By Lemma 1 #a(y) = #b(y) and by inductive hipothesis #a(z) = #b(z), hence #a(x) = #b(x).
• inductive step, case 2: x = b y a z where y is in L(G2) and z is in L(G). We have:
#a(x) = #a(b y a z) = #a(y) + 1 + #a(z)
#b(x) = #b(b y a z) = 1 + #b(y) + #b(z).
By Lemma 3 #a(y) = #b(y) and by inductive hipothesis #a(z) = #b(z), hence #a(x) = #b(x).
Part 2: L is contained in L(G)
We are going to prove this part by strong mathematical induction on the length of the strings. Let x be a string in L1.

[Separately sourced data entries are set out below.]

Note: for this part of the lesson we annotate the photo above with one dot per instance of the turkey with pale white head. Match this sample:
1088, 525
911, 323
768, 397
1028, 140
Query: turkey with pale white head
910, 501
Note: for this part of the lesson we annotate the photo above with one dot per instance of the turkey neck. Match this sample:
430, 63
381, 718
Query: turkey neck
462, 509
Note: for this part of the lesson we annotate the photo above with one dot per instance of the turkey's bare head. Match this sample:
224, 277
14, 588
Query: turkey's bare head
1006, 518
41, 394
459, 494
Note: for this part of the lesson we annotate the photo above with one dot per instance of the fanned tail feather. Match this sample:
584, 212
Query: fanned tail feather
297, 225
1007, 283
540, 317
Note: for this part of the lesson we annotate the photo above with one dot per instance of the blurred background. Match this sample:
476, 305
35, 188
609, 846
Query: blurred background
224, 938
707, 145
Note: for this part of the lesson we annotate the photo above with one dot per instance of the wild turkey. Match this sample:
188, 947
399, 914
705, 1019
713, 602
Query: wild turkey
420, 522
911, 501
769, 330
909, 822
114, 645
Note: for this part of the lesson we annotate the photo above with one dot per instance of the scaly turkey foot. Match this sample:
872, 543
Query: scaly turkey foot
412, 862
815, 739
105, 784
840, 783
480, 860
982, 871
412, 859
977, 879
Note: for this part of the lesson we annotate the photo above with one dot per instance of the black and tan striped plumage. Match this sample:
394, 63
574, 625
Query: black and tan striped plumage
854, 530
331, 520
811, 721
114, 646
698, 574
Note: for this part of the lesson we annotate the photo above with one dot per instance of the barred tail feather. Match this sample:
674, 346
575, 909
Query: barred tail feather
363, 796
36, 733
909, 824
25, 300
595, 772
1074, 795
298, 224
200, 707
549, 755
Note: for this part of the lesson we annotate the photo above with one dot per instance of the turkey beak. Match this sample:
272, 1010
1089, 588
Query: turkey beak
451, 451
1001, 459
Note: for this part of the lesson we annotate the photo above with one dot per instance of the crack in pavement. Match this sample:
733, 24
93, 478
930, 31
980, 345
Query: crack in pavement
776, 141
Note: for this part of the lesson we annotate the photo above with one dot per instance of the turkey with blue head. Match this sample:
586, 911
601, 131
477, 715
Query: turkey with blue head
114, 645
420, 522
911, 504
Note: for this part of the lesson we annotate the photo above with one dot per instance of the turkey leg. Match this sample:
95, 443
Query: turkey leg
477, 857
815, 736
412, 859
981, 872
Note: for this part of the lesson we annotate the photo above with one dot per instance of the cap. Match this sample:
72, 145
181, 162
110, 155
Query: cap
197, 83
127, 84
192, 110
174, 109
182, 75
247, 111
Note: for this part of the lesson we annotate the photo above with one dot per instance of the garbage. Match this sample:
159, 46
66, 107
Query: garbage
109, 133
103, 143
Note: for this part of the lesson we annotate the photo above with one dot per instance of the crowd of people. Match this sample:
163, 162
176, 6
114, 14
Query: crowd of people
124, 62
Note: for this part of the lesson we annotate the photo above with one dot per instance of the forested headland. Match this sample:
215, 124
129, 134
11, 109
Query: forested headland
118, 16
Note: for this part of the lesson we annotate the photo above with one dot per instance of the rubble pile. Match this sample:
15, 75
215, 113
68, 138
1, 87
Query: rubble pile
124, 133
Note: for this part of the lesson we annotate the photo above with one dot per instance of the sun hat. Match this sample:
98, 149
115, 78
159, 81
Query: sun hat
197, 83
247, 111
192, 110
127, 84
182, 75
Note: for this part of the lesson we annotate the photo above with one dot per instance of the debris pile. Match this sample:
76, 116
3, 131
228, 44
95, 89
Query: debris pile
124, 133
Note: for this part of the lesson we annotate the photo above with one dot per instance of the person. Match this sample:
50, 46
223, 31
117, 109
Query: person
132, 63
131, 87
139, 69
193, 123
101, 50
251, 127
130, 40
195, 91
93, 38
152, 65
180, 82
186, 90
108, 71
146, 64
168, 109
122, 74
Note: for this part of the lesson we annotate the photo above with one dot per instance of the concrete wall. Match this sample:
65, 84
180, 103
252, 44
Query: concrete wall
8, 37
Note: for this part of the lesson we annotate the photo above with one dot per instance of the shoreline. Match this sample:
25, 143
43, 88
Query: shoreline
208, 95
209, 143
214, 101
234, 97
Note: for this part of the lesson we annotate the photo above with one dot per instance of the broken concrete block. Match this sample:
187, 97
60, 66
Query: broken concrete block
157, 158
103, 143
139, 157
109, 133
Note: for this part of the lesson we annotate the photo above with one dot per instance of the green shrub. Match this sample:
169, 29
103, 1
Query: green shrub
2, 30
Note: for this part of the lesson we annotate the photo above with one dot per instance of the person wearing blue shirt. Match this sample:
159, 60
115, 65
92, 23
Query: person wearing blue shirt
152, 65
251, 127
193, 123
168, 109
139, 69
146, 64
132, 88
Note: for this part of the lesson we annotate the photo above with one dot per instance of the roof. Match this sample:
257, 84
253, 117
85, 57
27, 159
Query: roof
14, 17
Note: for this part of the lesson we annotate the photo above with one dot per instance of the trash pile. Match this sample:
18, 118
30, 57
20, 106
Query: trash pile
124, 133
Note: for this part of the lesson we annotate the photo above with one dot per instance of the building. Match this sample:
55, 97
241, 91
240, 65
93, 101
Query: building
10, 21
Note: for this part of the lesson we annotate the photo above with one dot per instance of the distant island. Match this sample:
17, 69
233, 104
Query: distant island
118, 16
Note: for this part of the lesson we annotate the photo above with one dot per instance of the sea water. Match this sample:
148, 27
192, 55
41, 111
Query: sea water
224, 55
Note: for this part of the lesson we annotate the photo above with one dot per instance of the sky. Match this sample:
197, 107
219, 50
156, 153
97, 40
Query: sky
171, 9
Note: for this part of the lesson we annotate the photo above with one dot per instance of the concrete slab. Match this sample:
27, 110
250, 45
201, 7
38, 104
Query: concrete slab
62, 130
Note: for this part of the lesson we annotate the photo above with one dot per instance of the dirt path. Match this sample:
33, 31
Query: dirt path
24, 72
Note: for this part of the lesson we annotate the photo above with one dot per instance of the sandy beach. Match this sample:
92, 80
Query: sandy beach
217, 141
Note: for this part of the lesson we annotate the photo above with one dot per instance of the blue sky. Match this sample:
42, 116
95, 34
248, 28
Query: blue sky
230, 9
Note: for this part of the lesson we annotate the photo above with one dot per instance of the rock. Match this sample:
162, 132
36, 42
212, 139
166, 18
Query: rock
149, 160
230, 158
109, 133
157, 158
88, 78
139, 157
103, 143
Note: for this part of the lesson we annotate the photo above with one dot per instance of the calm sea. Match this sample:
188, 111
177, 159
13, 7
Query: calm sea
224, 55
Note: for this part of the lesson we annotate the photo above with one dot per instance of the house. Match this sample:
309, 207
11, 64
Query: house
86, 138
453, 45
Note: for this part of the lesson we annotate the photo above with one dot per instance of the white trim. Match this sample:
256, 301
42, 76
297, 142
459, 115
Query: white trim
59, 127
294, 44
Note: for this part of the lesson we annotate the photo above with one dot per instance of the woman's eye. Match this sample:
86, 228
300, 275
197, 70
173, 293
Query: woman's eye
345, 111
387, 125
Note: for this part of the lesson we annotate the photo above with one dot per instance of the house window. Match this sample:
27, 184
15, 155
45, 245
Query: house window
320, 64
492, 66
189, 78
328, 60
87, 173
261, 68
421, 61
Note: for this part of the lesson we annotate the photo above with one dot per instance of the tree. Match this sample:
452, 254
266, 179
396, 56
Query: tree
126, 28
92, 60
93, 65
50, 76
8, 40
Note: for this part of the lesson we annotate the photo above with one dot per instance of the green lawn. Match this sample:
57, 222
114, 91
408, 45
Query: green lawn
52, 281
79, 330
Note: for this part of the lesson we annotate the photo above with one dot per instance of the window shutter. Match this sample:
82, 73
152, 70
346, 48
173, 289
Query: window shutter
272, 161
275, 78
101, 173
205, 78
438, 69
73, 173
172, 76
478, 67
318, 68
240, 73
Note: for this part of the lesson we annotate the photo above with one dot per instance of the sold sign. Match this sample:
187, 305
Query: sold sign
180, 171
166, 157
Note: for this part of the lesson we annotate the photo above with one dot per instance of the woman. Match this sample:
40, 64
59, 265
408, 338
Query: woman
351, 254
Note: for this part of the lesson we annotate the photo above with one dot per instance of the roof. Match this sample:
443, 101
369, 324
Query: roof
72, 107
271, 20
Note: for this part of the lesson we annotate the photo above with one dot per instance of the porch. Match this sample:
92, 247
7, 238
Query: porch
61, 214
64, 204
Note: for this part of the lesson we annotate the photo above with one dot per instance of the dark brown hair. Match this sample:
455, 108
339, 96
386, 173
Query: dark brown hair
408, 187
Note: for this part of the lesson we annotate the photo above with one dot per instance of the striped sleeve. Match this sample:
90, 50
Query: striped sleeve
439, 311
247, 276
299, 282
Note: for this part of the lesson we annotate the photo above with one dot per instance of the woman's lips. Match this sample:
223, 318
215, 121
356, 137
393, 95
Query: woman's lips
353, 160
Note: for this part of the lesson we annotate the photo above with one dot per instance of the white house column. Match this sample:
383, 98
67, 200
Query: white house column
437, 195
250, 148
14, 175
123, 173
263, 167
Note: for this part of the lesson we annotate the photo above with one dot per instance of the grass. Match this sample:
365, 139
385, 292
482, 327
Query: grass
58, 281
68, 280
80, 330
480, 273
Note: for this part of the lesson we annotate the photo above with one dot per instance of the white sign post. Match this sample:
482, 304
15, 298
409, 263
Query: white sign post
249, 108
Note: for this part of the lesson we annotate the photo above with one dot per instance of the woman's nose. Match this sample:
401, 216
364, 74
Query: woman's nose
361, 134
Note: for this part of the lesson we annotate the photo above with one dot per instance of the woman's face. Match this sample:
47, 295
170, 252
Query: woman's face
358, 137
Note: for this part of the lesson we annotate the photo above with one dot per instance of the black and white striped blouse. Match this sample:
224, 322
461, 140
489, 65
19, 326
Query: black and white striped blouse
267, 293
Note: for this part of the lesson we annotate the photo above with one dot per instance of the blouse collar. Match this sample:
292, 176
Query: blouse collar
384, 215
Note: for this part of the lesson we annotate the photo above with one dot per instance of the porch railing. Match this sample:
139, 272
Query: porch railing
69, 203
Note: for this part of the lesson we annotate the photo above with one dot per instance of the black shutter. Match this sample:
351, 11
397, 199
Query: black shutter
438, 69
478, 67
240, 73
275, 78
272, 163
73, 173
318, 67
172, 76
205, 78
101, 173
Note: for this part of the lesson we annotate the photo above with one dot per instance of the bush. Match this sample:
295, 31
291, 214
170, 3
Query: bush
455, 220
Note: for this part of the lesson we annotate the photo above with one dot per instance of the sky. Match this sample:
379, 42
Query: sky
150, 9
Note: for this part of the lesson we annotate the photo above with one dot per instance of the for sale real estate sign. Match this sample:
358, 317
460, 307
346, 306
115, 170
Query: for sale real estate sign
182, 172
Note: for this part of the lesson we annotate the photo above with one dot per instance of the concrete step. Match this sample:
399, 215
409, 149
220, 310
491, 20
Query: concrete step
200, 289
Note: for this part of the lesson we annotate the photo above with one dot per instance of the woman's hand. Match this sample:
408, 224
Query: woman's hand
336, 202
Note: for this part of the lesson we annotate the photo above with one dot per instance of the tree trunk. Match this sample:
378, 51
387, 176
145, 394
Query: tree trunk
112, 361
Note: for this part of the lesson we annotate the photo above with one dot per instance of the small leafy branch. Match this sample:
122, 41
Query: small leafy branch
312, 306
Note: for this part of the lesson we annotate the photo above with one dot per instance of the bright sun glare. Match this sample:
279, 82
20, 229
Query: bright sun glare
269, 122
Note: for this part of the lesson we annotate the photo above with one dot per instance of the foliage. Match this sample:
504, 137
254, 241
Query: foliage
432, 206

• if |x| = 0, then x = lambda and therefore x can be generated by using the production S -> lambda.
• if |x| > 0, and x starts with "a": Since #a(x) = #b(x), x must contain a matching "b" somewhere. Let us consider the shortest y such that x = a y b z for some z and #a(y) = #b(y). By a case analysis similar to the one in the proof of Lemma 1, we can show that y is in L1 and that z is in L. (for proving that for all y1, y2 s.t. y = y1b y2, #a(y1) >= 1 + #b(y1) holds, we must use the fact that y is the shortest string satisfying the properties x = a y b z and #a(y) = #b(y)).
By Lemma 1 we have that y is in L(G1), namely T ->* y.
By inductive hypothesis we have that z is in L(G), namely S ->* z.
Hence we can obtain a derivation
S -> a T b S ->* a y b S ->* a y b z
which shows that the string a y b z, namely x, is in L(G).
• if |x| > 0, and x starts with "b": the proof is analogous to previous case.

### Proof of Proposition 2 (G is not ambiguous)

We are going to prove this proposition by structural induction. Let x be a string in L(G).
1. base case: x = lambda. In this case, there can be only one derivation tree for x: the one obtained by applying the production S -> lambda.
2. inductive step: x = a y b z, with y in L(G1) and z in L(G). Observe that y and z are uniquely defined by these properties. Namely, if x = a v b w, with v in L(G1) and w in L(G), then y = v and z = w.
In fact, assume by contradition that y and v are different, and consider the case that y is a prefix of v. But then we must have v = y b v' for some v'. By definition of L1, #a(y) >= 1 + #b(y) holds, which implies that y is not in L1. Contradiction.
The case in which v is a prefix of y is analogous.
Since y and v are equal, also z and w must be equal.
Now, by inductive hypothesis, y and z must have each a unique derivation tree, with roots T and S respectively. Let us call these trees ty and tz respectively. We have that x admits only one derivation tree, which is the following one:
```           S
// | \
a T  b  S
|     |
ty    tz
```
3. inductive step: x = b y a z, with y in L(G2) and z in L(G). The proof is analogous to previous case.